La France, elle, ne manifeste pas pareille franchise. Florence Aubenas, malgré les multiples évidences, s’en tient à la version officielle que lui ont imposé les services de renseignements français après sa libération. Pourquoi nos agents et sans doute le gouvernement lui-même tenaient-ils tant à cacher la vérité ? « Pour protéger d’autres otages éventuels » a-t-on susurré dans les milieux bien informés. Peut-être. Mais ne serait-ce pas aussi parce que la France, qui se croit toujours une grande puissance et se flatte de ses relations privilégiées avec le Proche-Orient, peine à reconnaître qu’elle a dû recourir à la petite Roumanie et aux anciens espions de l’infâme Ceausescu pour libérer ses propres otages ?
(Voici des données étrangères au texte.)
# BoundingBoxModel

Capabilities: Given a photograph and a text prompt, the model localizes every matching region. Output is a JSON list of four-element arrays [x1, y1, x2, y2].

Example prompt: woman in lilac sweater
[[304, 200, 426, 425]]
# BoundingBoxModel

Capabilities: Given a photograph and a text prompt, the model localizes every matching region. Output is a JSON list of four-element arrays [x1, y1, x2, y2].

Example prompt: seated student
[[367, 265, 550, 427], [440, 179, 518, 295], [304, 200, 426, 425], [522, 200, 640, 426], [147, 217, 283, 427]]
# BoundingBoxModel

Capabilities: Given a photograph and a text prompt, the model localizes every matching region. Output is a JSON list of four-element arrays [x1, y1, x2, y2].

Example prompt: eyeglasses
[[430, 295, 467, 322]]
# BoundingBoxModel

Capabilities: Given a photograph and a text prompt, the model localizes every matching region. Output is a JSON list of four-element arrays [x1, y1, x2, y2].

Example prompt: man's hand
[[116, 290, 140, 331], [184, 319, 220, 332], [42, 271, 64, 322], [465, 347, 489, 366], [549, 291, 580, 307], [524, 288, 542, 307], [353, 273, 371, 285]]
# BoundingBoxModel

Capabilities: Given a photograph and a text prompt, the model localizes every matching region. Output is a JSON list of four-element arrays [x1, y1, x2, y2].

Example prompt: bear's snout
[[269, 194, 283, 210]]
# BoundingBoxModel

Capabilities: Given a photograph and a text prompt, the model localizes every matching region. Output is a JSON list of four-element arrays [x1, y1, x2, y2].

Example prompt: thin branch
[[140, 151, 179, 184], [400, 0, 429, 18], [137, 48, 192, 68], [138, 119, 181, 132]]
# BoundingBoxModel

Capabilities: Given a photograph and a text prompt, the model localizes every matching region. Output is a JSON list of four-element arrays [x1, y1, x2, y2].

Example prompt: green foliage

  Florence Aubenas, qui avait certainement donné aux services secrets français sa parole de ne rien révéler sur d’éventuels compagnons de captivité, l’a tenue. Elle n’a pas parlé, ni pendant sa conférence de presse, ni lorsque je l’ai jointe plus tard par téléphone. Mais elle est sans doute trop honnête, trop attachée à la vérité, pour ne pas imaginer une autre manière, silencieuse, de nous mettre sur la voie. C’est sans doute dans ce but qu’en compagnie du président Basescu, elle assistait le 18 septembre 2005 à Sibiu au mariage du cameraman Sorin Miscoci « qu’elle ne connaît pas et n’a jamais vu ».